After bad-mouthing Lattice for dropping support for the USB programming interface to their iCEblink40 demo card, I got down to the business of coding my VFD Driver test board test driver.
For those who are insistent about using open-source code to the exclusion of all commercial products, there is an open-source toolchain for the iCE40 series of FPGA: Project IceStorm. That's really cool. If I was looking for an interesting hobby project this might be one, but I already have way too many irons in the fire as it is. Thus I'm using the Lattice-provided IceCube2 development environment.
IceCube2 is a fairly simple wrapper around your choice of two synthesis tools: the Lattice Synthesis Engine (LSE) and Synopsys Synplify Pro.
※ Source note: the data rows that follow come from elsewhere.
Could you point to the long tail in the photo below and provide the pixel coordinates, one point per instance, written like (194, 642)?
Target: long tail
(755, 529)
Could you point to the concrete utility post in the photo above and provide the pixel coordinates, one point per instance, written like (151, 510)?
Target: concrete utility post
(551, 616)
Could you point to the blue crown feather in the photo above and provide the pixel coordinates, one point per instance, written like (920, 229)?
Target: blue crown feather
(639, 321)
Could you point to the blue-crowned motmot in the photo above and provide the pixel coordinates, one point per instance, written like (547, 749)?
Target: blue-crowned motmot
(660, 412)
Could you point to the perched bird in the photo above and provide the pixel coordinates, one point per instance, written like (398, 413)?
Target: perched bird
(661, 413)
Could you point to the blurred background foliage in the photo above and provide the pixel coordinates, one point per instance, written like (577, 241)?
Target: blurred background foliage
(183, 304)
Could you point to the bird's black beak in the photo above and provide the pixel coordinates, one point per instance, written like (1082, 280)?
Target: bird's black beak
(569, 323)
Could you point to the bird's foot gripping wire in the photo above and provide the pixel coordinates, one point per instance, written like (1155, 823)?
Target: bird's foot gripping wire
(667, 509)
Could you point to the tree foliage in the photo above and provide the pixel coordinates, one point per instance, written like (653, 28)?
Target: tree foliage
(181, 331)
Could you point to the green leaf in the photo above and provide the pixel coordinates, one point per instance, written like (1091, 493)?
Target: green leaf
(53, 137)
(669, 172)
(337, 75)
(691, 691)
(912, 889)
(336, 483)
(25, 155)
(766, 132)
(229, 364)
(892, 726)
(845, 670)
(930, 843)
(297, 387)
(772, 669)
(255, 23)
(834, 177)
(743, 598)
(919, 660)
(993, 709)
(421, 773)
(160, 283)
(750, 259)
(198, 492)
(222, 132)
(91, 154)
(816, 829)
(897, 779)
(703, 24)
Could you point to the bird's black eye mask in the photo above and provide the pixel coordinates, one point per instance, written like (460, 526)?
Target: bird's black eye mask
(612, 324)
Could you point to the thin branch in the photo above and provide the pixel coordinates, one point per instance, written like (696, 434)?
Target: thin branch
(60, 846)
LSE is part of the basic (free) license, while it appears that Synplify requires an extra-cost license. A "performance limited" version of Aldec Active-HDL is provided for simulation and debugging. Active-HDL is a major player in the Verilog/VHDL simulation market, and even the cripple-ware version appears to be on par with Xilinx Isim.
Normally I'd be saying "But Active-HDL won't run under Linux!" at this point, but I found a listing for it in the WineHQ database that gives it a Platinum rating. For non-geeks that means it appears to run very well under the Windows emulation environment in Linux.
I haven't tried to synthesize anything yet, but I may reconsider whether I want to put a Spartan-6 LX4 or an iCE40-HX4K in my calculator rebuild.